Nesta sexta-feira, a Bolsa de Nova York não operou devido ao feriado de Juneteenth, data que marca a abolição da escravidão nos Estados Unidos.
Na véspera, os preços já haviam fechado em baixa, pressionados principalmente pela valorização do dólar, que havia alcançado o maior nível em 13 meses frente às principais moedas globais.
Outro fator de pressão veio do mercado de energia. O petróleo WTI voltou a cair e atingiu o menor nível dos últimos três meses e meio. Com combustíveis mais baratos, o etanol perde competitividade, o que pode levar as usinas a direcionarem uma fatia maior da cana para a produção de açúcar, aumentando a oferta global da commodity.
Apesar do cenário negativo no curto prazo, o mercado segue atento às condições climáticas na Índia, segundo maior produtor mundial de açúcar. Dados do Departamento Meteorológico indiano apontam que o acumulado de chuvas da estação monçônica estava 38% abaixo da média histórica até o dia 17 de junho.
O período de chuvas, que vai de junho a setembro, é considerado decisivo para o desenvolvimento da safra de cana-de-açúcar no país e qualquer irregularidade no regime de precipitação pode impactar diretamente a produção.

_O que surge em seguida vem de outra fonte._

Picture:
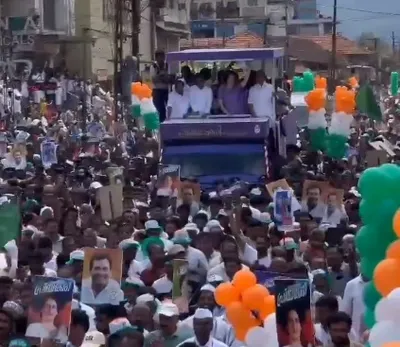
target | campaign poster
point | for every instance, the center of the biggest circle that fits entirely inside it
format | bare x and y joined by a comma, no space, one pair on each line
101,277
180,288
168,180
293,313
48,153
49,314
283,213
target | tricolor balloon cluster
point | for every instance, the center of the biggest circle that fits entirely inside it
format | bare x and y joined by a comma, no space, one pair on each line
378,243
142,105
339,129
394,83
250,309
316,100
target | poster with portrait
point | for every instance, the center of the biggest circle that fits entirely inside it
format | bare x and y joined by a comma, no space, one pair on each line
168,180
48,153
293,313
283,213
101,277
49,314
180,289
335,213
312,200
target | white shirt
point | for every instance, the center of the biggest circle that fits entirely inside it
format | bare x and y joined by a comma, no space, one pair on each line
201,99
335,218
52,263
211,343
250,256
222,331
219,270
353,303
261,97
111,294
163,285
179,104
324,337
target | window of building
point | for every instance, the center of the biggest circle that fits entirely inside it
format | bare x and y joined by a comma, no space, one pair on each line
251,3
49,15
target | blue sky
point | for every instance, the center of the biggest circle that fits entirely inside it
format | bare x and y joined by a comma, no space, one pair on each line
356,22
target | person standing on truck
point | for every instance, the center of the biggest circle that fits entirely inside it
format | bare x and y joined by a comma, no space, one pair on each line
200,96
232,95
178,101
160,78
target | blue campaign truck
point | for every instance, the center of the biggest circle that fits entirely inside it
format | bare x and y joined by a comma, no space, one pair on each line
215,150
221,147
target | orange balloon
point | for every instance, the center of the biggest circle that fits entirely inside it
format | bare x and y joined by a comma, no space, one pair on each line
315,99
321,82
135,88
243,280
241,333
225,294
253,297
268,307
387,276
393,251
236,312
396,223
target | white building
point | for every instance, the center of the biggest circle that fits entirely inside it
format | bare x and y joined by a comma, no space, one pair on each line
65,30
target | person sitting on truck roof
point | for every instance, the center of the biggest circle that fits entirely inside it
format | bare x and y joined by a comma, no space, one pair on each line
232,95
178,101
200,97
261,98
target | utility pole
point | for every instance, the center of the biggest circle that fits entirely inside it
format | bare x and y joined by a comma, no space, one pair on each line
118,51
135,27
332,74
286,35
393,43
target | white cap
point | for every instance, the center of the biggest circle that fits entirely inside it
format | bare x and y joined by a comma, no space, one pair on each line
145,298
95,185
191,226
203,313
176,249
78,254
212,225
208,288
93,339
214,278
134,281
168,309
151,224
256,191
118,324
124,244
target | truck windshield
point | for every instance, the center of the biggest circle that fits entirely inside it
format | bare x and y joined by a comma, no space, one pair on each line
217,160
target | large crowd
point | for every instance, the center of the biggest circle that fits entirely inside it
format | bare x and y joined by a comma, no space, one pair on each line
62,141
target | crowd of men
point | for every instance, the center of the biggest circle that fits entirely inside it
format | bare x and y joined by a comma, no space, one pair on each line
217,235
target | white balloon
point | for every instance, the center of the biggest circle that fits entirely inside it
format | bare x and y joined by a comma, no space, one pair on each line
395,293
388,309
384,332
256,337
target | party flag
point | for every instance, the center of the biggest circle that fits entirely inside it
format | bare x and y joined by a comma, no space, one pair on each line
10,222
366,103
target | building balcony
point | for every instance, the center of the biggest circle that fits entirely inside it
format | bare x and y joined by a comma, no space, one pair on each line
173,20
50,17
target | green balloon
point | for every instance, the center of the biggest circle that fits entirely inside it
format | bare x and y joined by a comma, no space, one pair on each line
368,187
371,296
369,318
368,265
318,139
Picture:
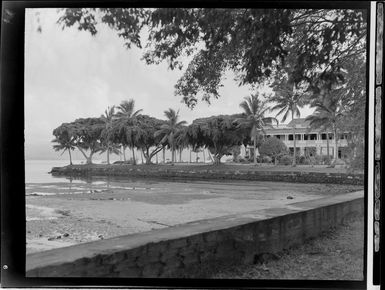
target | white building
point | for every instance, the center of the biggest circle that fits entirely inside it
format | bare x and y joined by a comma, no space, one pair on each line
307,142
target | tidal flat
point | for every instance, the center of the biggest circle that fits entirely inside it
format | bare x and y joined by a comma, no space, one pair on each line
63,214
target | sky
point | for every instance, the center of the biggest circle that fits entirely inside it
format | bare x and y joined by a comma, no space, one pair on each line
70,74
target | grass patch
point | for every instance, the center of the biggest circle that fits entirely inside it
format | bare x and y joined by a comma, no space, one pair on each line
335,255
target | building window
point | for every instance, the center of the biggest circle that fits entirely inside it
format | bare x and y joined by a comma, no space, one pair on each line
310,151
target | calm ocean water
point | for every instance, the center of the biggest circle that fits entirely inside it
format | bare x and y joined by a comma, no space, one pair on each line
36,171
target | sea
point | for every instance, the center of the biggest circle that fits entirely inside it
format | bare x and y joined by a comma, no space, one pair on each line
37,171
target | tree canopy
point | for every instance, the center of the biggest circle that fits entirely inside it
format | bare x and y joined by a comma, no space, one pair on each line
217,133
253,43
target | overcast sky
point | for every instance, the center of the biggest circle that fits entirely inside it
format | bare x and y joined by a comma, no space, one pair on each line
70,74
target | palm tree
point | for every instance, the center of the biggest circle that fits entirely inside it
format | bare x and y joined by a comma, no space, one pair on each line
65,140
108,118
253,117
125,113
181,141
288,102
170,129
327,114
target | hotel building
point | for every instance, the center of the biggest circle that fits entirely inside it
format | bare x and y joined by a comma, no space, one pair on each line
308,142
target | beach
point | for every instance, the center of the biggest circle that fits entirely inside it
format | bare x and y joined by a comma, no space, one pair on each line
62,214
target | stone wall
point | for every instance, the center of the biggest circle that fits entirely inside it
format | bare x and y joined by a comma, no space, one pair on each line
204,174
180,250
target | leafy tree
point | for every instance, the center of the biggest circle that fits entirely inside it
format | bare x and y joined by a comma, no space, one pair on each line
253,43
217,133
274,148
65,139
169,129
144,128
106,134
88,133
126,111
253,118
288,101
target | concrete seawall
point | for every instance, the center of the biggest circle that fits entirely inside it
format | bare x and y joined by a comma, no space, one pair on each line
179,250
87,171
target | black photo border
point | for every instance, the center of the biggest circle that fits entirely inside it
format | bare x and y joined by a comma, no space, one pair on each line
13,215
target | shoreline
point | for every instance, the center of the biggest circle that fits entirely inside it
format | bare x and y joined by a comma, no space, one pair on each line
299,174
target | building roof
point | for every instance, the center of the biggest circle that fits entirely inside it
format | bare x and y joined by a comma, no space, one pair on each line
299,123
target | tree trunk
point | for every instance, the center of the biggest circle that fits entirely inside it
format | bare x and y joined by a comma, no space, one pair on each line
133,156
180,155
327,147
69,152
124,153
204,156
335,145
217,160
255,144
295,143
89,158
88,161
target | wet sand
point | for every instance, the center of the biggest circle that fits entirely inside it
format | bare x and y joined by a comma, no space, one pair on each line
63,214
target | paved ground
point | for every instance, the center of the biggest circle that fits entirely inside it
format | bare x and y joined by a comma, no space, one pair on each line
62,214
336,255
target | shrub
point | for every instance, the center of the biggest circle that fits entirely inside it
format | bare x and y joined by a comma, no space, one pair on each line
273,147
266,159
301,159
286,160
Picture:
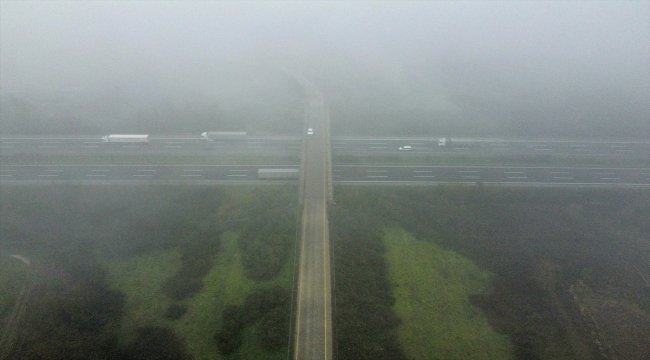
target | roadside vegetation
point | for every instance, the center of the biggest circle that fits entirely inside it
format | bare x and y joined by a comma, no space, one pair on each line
568,265
153,271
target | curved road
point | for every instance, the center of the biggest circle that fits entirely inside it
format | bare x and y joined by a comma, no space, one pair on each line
313,314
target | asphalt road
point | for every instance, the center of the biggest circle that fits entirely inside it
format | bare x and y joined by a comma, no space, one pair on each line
313,317
636,176
188,144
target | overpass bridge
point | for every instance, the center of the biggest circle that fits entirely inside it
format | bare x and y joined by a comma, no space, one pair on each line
313,311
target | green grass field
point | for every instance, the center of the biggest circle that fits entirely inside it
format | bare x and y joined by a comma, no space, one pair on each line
432,287
140,278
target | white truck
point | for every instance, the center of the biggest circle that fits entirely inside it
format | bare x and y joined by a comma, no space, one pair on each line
126,138
458,142
224,135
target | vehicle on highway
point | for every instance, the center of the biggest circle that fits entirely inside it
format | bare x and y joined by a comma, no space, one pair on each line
289,173
126,138
223,135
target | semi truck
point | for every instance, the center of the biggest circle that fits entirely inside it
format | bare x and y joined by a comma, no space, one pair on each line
224,135
456,142
284,174
126,138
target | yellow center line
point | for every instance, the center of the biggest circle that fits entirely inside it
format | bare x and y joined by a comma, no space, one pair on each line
325,248
302,254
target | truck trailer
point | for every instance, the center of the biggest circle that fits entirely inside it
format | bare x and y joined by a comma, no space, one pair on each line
126,138
224,135
280,174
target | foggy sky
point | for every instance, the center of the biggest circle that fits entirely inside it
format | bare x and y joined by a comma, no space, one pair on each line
509,46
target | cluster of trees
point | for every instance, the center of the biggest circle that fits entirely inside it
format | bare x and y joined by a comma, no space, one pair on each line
537,241
269,309
74,315
364,322
269,233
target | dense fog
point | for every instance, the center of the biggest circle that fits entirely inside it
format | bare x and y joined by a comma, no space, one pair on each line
476,68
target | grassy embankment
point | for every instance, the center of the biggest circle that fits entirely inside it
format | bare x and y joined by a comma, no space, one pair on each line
140,279
432,287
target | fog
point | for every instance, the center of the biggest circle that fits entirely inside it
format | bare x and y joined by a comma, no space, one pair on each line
571,68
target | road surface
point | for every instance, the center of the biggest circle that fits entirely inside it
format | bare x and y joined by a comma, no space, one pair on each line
370,174
179,144
313,314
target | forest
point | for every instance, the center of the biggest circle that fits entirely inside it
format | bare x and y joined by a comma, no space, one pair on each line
96,289
568,264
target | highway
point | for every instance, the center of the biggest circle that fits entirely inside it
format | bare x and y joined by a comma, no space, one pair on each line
386,174
192,144
313,312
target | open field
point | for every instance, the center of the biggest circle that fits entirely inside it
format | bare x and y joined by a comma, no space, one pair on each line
432,287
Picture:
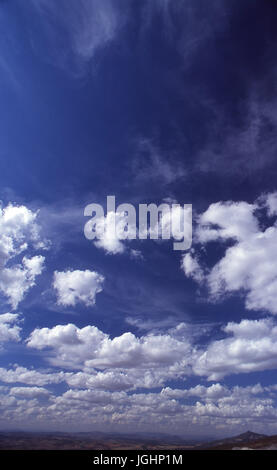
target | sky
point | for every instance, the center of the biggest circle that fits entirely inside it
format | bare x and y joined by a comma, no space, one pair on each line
152,102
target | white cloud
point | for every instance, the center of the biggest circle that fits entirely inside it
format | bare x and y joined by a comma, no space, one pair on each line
18,230
77,286
30,376
29,392
17,280
191,267
90,347
9,330
77,31
249,264
250,346
110,230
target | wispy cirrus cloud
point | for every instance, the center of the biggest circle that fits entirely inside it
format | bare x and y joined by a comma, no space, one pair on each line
76,31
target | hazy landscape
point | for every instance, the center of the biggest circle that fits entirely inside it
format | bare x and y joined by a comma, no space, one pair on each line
102,441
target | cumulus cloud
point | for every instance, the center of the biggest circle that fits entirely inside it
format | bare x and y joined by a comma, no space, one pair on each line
197,408
9,329
18,230
91,347
17,280
29,392
30,376
250,346
249,263
77,286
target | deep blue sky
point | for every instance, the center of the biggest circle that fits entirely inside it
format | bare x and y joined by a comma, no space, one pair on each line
144,100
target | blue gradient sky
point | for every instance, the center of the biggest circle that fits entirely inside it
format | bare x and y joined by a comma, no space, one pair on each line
145,101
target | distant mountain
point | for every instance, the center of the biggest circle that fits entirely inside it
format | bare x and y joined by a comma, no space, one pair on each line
248,439
140,441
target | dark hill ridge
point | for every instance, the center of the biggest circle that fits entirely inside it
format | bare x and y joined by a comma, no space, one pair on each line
139,441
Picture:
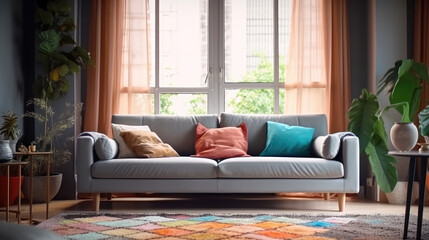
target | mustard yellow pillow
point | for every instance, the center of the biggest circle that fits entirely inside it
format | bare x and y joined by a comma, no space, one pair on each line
147,144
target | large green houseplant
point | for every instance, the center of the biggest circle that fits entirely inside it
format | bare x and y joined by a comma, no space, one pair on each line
59,57
368,125
404,83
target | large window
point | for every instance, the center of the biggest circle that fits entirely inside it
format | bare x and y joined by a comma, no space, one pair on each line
210,56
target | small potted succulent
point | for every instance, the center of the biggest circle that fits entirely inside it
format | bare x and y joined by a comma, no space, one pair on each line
10,132
424,123
10,129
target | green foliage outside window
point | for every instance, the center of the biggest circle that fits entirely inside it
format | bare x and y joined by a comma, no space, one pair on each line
258,100
244,100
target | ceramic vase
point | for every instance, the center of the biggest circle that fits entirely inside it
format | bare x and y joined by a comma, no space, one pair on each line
5,151
404,136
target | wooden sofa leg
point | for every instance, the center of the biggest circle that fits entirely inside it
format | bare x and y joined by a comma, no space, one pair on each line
341,201
96,201
326,196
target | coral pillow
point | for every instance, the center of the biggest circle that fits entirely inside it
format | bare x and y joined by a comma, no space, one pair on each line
147,144
221,143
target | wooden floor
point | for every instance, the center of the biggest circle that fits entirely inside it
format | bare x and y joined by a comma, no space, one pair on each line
226,204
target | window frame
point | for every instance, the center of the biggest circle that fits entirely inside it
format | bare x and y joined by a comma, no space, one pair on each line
216,84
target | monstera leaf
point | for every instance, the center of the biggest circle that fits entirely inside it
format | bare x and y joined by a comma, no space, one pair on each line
50,41
367,124
362,116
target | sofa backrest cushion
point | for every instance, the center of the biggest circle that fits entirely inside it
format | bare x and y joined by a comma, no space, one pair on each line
257,126
177,131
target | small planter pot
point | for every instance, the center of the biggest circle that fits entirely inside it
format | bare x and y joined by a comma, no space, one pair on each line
39,187
404,136
13,186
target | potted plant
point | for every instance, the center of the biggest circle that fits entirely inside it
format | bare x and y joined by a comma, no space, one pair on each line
10,129
424,123
59,57
368,125
54,126
404,84
10,133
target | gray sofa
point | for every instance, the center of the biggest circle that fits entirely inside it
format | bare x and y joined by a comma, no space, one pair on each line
186,174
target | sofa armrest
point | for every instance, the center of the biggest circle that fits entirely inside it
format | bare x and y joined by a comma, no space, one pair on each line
350,159
85,157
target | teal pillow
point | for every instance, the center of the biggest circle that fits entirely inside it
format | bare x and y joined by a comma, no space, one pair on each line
285,140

As preocupações climáticas ganharam ainda mais peso após a confirmação do fenômeno El Niño. Na semana passada, a Agência Meteorológica do Japão confirmou oficialmente a formação do evento no Oceano Pacífico Equatorial. Historicamente, o fenômeno tende a reduzir as chuvas em importantes regiões produtoras como Brasil, Índia e Tailândia, elevando os riscos para a oferta global de açúcar nos próximos meses.